The Canadian Public Accountability Board issued another report this week, and sugarcoated as it was, it revealed some familiar north-of the-border auditing issues for the Big Four.

The CPAB, Canada's answer to the U.S. Public Company Accounting Oversight Board, is required to submit at least one public report annually. Its first, released in October 2004, focused more generally on the work the Big Four accounting firms were doing. The second report was based on the inspection of 23 public accounting firms, which collectively audit more than 5,500 public companies, about 80 percent of Canada's public companies.

In those reports, the CPAB recommended nearly across the spectrum that substantial improvements needed to be made to firm's internal controls, their tendency to accept clients that pose an unacceptable risk and their failure to implement new auditor independence rules.

The reports struck a chord familiar to anyone who has read the recent reviews of auditors working in the United States.

The CPAB's latest, released just in time for the holidays, again revisits the job being done by the Big Four. After flipping through a few pages praising the firms' "strong quality leadership," "tone at the top," and "generally effective controls over client acceptance and continuance, human resources and quality monitoring," the gist of the report is finally revealed.

Reminiscent of the PCAOB's first inspection reports, just issued this fall, the Canadian inspections found more than a little fault in the 87 audits examined. Five audits were deemed "unacceptable," with each of the Big Four being responsible for at least one of the files. Here are some of the CPAB report's other lowlights:

"In all five cases, the common shortcoming was insufficient appropriate audit evidence to support the unqualified audit opinion that was given. One of these cases involved a material misstatement in the financial statements ... In addition to the fundamental problem of insufficient evidence to support the opinion that was given, some of these audits had other areas of serious weakness. For example, one file had an incomplete summarization of errors detected during the audit, and a failure to follow the advice that was received from national office technical experts ... Another file had a large number of planned audit steps that had not been completed and incomplete work papers that gave the overall impression of poor supervision and review ... there was a significant number of other engagements where, although CPAB was able to accept the file in its totality, the quality of the working paper files was below standard. For a number of these engagements, CPAB recommended that appropriate remedial action be taken, such as obtaining further evidence to support the firm's audit report ... [and] the file be cleared by a relevant partner of the firm with quality responsibilities."

Audits, as a matter of course, are tricky things, requiring CPAs to have access to a wide range of internal documents, accountants with extraordinary levels of technical expertise, and firms to be willing to expose themselves to a certain amount of liability and responsibility. That's part of the reason why the Big Four remain the Big Four, overseeing ridiculously high percentages of market capitalization in both the United States and Canada.

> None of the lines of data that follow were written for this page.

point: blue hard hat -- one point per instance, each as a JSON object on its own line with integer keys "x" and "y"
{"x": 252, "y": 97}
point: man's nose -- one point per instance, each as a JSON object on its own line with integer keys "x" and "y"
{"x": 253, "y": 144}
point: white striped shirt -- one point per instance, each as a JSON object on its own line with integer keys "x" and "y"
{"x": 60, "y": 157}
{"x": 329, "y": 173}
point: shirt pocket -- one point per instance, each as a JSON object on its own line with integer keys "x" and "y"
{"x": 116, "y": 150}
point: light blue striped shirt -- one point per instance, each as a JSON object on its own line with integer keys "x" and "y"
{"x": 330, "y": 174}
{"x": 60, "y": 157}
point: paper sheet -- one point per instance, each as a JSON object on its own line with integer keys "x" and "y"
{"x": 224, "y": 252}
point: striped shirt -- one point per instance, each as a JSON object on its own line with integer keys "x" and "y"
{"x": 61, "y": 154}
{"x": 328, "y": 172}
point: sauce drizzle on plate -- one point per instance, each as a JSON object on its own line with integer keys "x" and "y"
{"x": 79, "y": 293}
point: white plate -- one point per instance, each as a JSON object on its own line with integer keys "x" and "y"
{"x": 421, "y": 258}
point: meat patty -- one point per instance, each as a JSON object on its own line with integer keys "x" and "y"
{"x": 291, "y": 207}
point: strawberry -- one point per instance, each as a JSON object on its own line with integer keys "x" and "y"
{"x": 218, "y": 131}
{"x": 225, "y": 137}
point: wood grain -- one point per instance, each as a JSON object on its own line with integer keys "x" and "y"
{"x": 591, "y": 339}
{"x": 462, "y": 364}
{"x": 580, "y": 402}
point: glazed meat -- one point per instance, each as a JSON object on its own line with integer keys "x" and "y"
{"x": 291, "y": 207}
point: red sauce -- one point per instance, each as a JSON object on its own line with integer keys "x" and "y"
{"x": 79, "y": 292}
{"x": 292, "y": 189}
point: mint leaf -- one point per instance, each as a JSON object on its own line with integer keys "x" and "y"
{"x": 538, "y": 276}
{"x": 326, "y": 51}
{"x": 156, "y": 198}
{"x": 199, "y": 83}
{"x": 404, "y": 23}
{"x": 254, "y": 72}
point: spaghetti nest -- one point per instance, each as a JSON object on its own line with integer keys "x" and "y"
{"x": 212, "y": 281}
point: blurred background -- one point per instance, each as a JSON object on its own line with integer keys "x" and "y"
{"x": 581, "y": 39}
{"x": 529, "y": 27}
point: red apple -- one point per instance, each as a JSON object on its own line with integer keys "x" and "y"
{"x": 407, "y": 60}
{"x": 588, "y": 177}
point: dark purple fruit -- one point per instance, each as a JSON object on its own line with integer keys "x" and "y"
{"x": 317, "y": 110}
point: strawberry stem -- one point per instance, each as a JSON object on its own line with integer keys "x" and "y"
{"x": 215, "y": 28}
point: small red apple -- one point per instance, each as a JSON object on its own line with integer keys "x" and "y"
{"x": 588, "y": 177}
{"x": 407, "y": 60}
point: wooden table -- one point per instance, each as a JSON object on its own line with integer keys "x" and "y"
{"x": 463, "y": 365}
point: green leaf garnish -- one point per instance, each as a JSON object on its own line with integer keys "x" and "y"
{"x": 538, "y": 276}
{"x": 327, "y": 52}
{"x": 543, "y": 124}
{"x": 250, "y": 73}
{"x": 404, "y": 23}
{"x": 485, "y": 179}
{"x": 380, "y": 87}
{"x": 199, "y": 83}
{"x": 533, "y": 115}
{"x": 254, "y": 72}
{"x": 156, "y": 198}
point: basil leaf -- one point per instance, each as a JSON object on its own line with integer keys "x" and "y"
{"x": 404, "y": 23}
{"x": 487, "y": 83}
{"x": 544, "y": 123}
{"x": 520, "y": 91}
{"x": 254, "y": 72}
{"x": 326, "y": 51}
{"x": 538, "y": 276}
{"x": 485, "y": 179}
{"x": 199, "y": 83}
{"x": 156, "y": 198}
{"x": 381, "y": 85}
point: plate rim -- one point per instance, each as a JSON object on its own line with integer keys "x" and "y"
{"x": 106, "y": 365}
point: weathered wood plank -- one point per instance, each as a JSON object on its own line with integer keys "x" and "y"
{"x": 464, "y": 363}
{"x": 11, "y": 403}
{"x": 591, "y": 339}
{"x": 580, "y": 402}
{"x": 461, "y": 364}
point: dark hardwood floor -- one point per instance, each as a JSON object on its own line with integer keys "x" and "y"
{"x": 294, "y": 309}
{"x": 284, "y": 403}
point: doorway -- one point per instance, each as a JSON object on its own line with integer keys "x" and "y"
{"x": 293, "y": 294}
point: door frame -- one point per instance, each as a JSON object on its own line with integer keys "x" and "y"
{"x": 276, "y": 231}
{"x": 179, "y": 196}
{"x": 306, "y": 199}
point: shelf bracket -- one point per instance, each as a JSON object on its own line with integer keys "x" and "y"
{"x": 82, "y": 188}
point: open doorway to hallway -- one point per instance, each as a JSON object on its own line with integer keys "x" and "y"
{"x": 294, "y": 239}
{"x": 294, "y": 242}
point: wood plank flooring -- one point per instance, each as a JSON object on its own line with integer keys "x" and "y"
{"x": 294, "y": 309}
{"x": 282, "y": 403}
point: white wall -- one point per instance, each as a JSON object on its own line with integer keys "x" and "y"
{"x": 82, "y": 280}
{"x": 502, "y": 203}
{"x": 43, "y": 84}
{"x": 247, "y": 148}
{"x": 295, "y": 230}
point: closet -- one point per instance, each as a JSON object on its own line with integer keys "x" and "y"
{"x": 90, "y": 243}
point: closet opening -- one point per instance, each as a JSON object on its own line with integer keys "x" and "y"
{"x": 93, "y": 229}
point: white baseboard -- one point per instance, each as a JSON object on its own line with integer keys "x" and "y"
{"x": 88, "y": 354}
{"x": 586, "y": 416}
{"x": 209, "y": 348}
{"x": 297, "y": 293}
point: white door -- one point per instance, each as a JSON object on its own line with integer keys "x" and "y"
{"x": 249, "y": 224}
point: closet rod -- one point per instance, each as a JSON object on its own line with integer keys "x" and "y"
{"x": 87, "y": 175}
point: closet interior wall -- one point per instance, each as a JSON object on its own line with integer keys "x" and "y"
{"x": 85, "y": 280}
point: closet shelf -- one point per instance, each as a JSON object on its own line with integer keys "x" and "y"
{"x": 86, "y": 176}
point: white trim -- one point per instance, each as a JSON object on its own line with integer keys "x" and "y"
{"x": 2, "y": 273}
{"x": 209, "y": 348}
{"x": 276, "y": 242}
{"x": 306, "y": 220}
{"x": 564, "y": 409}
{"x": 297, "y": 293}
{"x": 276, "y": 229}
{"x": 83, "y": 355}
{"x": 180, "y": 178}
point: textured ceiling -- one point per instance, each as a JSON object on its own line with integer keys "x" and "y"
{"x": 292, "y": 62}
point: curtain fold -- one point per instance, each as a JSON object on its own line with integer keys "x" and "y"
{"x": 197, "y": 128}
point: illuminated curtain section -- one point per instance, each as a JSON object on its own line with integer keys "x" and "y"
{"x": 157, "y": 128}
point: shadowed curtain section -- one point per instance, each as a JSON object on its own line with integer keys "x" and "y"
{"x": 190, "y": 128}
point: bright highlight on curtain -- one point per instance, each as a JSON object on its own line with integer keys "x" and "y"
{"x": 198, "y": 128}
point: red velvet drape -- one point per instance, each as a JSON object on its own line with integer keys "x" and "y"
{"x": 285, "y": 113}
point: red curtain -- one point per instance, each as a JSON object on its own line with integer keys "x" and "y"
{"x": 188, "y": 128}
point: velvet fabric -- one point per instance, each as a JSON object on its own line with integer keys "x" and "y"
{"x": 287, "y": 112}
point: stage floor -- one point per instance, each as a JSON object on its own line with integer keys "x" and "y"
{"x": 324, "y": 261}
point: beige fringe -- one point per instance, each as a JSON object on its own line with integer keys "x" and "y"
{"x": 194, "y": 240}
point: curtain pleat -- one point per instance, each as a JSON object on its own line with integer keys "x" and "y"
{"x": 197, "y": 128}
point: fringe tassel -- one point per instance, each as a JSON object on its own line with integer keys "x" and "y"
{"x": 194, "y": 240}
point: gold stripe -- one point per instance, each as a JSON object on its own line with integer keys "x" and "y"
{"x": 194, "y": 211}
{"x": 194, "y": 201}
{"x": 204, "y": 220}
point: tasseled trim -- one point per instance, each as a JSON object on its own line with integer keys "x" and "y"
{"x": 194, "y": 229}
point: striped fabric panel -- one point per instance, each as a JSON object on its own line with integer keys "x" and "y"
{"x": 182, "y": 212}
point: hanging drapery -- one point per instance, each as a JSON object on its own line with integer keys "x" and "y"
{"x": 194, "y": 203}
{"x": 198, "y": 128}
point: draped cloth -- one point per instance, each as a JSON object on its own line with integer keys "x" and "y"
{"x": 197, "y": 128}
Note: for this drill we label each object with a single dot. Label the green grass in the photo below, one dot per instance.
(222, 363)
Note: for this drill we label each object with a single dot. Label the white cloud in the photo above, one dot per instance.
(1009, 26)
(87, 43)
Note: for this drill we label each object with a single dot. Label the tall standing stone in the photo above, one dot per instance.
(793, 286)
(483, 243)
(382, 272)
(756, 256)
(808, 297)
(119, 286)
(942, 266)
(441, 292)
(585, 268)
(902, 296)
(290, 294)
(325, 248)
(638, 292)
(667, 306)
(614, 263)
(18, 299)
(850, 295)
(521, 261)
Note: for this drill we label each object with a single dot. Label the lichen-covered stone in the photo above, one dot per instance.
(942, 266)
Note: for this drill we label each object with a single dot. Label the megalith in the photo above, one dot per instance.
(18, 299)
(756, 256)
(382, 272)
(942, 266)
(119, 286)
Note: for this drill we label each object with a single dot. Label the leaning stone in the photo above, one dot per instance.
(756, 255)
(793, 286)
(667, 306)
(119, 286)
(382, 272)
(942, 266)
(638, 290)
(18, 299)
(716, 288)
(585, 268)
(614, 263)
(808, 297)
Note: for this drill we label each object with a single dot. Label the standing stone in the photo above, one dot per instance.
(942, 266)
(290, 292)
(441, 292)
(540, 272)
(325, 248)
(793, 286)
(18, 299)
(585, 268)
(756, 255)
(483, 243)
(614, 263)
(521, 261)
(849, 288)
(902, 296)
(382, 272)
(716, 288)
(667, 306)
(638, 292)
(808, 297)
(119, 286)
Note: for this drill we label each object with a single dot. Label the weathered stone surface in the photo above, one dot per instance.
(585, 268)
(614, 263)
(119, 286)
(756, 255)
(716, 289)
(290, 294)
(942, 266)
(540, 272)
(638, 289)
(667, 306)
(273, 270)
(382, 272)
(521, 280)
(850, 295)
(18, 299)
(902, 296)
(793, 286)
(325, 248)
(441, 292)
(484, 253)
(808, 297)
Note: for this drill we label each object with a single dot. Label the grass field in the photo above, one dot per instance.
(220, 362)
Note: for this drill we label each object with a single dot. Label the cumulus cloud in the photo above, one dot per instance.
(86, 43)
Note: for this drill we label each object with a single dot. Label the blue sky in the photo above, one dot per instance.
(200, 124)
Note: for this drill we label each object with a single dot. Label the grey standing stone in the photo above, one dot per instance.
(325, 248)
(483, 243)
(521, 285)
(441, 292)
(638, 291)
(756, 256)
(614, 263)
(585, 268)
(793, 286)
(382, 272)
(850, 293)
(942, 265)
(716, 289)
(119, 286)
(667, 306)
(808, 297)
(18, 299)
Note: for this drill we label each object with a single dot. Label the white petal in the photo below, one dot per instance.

Change can't be expected to happen overnight, but its hard to tell from the outside looking in whether the oversight boards are filled with nitpicky inspectors, or whether the Big Four aren't doing the properly doing the jobs they're paid the big money to do. The judgment gets even trickier to sort out when these public reports are being released more than a year after the inspection took place and the players remain largely anonymous.

A year from now, maybe the small audit samplings that make their way under the regulators' microscopes will receive glowing reviews across the board. Until that happens, I hope the boards inspecting both stateside and up north subtract a few of the needless niceties from their reports and offer up some sort of real and easily understandable comparison as to how well the Big Four are truly performing audit-wise. The tone at the top is all well and fine, but most of us care more about the bottom line.